2014/04/18 本日の日本経済新聞より 「東京五輪 人手不足が深刻」

今日は、日本経済新聞13版の14面(企業1)にある「東京五輪 人手不足が深刻 新規雇用81万人、建設などで リクルート系推計」から、要点と所感を整理する。

リクルートホールディングス傘下のリクルートワークス研究所は17日、2020年の東京オリンピック開催で、13~20年までに81万5千人の新規雇用が生まれるとの試算を発表した。建設業とサービス業が6割を占める。足元では景気回復による人手不足が顕在化しつつあるが、一段と深刻化する。同研究所は「高齢者の活用など人材確保の新しい仕組みが必要だ」としている。

もっとも人材需要が高まるのが建設業。競技施設や道路整備のため、20年までの8年間で約33万人の人出が必要になる。警備や通訳などのサービス業、飲食・宿泊業などでも新たな雇用が生まれ、この結果、失業率は1.2%改善するという…

事実上のデフレが長く続いた市中経済で、建設業は国内建設事業の停滞やアジア経済全体の勃興により、人的資源を再配置し、圧縮してきた。

そんな最中にアベノミクスによる景況感の大きな転換は建設業界のみならず、各業界の人手不足を引き起こしている。平成26年2月で国内の有効求人倍率は1.05倍、新規求人倍率に至っては1.67倍と大幅なかい離を見せ、人材の需給動向が大幅に変化しただけでなく、かい離幅の大きさから、今後、人手不足が慢性化する兆候を見せている。

その折に、東京五輪決定という追加要因が加わり、人材の流動性が低い日本の労働市場は一気・果敢な転換に全く追随できていないのが現状である。

さて、この人手不足、特に、自動化しにくい業務においてどのように解決していくかである。これはひとえに人材の再興、労働市場からドロップしている方々を呼び戻すことが先決である。年齢や家族要因で一線を退いている戦力を呼び戻す環境を構築するのである。カンフル剤として最も期待が高いのはこの方法である。

次に有力な方法は、死に体となった企業から人手不足の業界へ人材移動を促す促進策である。既に政府も取り組み始めているが、支援がないと雇用を維持できないほどの状況に陥っている企業の人材に魅力ある求人を提供すること、雇用調整助成金などの企業延命策を速やかに収束させること、などである。こうした需給調整の最前線にあるハローワークが機動的に対応できなければ、彼らには民営化あるいは地方移管の最後通告を用意するのが良い。

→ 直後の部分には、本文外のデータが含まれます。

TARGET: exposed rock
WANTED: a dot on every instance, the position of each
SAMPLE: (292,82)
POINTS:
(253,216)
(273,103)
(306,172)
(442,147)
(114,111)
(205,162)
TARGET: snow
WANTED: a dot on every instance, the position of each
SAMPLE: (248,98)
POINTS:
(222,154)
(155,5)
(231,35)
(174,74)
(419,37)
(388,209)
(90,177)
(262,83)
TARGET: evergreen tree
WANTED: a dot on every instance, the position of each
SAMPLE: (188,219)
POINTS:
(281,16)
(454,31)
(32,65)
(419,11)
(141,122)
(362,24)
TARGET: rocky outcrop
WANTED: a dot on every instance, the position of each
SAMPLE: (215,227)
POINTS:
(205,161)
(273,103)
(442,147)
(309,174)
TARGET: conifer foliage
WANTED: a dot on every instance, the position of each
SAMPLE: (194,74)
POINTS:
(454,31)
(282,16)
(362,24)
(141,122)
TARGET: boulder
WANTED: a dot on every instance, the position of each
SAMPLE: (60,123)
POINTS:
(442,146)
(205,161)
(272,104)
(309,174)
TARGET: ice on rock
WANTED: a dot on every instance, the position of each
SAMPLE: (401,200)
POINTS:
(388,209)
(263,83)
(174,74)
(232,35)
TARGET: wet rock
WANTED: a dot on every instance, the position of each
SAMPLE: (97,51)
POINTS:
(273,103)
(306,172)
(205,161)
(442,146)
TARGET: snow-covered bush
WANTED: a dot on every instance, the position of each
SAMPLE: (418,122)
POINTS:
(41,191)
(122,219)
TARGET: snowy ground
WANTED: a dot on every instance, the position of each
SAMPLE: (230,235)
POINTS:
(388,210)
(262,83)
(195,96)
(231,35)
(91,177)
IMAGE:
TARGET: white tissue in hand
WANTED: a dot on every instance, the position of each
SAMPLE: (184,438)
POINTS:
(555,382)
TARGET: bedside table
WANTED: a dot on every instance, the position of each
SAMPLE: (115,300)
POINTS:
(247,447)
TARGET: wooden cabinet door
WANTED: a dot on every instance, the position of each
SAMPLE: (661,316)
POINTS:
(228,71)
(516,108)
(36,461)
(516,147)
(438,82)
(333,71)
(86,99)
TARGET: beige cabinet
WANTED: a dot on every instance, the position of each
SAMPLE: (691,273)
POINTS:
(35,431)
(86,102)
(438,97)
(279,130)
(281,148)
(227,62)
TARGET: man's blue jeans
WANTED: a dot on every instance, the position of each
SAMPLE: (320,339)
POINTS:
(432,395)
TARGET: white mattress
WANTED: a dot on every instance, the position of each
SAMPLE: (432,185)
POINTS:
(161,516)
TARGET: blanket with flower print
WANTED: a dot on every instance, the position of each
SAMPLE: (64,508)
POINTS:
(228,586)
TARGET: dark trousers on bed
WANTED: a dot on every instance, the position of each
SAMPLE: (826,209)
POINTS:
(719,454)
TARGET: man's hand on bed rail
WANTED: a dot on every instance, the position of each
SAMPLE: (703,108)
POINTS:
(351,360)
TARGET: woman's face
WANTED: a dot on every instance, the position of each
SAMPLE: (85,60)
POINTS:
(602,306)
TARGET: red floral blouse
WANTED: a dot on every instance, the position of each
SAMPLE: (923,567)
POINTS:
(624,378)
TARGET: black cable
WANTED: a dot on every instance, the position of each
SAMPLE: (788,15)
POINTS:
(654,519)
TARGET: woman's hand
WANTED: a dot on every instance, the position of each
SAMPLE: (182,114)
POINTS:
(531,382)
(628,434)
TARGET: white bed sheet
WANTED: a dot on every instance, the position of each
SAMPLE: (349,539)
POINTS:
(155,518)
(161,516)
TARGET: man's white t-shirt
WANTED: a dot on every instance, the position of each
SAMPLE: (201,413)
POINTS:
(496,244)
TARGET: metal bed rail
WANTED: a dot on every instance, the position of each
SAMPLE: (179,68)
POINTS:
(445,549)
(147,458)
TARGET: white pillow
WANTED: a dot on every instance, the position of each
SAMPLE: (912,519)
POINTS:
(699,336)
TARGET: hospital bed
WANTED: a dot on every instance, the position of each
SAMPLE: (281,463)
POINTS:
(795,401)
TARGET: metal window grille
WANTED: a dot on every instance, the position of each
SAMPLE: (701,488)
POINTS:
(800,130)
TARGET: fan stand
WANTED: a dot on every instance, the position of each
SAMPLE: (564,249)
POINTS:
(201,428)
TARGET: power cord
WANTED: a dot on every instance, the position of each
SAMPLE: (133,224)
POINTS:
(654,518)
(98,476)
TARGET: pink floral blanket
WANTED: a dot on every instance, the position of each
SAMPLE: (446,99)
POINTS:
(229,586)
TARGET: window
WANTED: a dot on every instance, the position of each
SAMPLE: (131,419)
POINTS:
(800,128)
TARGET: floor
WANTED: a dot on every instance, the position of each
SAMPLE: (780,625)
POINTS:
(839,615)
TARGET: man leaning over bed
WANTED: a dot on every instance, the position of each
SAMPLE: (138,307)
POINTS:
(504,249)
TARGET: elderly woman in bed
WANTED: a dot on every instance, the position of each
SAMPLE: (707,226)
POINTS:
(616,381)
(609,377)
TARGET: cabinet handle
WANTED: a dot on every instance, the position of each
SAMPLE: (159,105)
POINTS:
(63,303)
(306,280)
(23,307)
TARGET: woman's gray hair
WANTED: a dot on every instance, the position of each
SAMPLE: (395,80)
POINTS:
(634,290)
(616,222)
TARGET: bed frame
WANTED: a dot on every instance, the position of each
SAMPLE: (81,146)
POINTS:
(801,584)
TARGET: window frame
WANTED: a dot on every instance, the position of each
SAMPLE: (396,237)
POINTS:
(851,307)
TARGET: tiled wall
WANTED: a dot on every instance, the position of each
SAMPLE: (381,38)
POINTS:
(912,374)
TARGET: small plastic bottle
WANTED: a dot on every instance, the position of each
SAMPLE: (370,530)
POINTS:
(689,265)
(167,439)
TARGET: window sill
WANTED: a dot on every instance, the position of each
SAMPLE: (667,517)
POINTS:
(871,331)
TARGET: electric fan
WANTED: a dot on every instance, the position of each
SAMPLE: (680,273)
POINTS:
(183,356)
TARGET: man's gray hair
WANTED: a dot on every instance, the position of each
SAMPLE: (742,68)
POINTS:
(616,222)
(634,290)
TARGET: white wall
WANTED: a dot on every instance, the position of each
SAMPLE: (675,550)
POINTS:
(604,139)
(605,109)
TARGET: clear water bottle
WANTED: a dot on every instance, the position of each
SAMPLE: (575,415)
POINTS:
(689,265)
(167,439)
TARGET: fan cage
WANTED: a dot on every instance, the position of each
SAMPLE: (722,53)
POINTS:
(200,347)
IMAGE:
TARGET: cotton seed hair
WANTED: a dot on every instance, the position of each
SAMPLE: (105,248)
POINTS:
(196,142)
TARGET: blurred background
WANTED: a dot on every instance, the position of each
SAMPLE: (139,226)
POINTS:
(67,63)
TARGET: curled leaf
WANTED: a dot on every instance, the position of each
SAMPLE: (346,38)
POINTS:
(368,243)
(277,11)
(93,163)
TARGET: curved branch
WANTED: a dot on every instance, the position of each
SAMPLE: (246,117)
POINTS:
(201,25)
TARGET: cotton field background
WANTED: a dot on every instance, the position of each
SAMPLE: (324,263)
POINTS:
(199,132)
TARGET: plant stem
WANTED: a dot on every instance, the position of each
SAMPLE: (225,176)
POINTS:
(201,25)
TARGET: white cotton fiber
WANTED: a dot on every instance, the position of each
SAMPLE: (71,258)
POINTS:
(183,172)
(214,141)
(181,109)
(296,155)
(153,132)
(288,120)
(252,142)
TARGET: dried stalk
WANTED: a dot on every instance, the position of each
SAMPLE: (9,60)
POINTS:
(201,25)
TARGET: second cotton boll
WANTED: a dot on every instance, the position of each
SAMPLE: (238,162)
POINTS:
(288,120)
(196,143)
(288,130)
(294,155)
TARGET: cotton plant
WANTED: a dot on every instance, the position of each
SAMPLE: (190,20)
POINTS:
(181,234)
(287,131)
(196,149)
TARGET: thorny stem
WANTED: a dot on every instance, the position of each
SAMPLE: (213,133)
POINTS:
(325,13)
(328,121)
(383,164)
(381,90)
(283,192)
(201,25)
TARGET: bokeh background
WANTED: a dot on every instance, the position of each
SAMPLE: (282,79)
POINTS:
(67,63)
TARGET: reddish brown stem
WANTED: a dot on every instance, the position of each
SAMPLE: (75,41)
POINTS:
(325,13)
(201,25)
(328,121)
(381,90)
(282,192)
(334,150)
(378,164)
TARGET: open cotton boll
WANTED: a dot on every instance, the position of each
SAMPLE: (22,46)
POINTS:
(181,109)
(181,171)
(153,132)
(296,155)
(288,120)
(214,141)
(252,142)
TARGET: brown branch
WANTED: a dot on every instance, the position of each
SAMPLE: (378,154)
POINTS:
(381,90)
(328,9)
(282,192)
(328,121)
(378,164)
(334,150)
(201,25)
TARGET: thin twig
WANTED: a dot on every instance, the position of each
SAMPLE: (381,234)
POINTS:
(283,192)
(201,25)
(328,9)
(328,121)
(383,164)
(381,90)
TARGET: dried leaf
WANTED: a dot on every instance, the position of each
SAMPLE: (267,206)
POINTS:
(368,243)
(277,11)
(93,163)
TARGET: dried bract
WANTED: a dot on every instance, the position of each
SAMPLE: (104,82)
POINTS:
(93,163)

建設業においては外国人労働者に期待する声も聞かれるが、女性が働けるような現場改善を促す必要がある。中小零細の建築業の経営者においては、自らの職場環境を変える意識を持ち、行動に移すことが重要である。また、サブコンやゼネコンにおいては、下請けの女性労働者を厚遇する環境づくり行うことが重要である。

仕事のボリュームが増えており、売り手市場と化している現状、女性の登用により生産力が向上すれば受注拡大につながる。こうした取り組みは業界のためであり、各社のトップが連帯して英知を絞るべきである。

人手不足を招いている他の業界においても同様で、同種、同タイプの人材に絞って募集をかけるのでは、道は開けない。受け入れ環境を再構築するぐらいの覚悟で人材難の時代を乗り切る必要がある。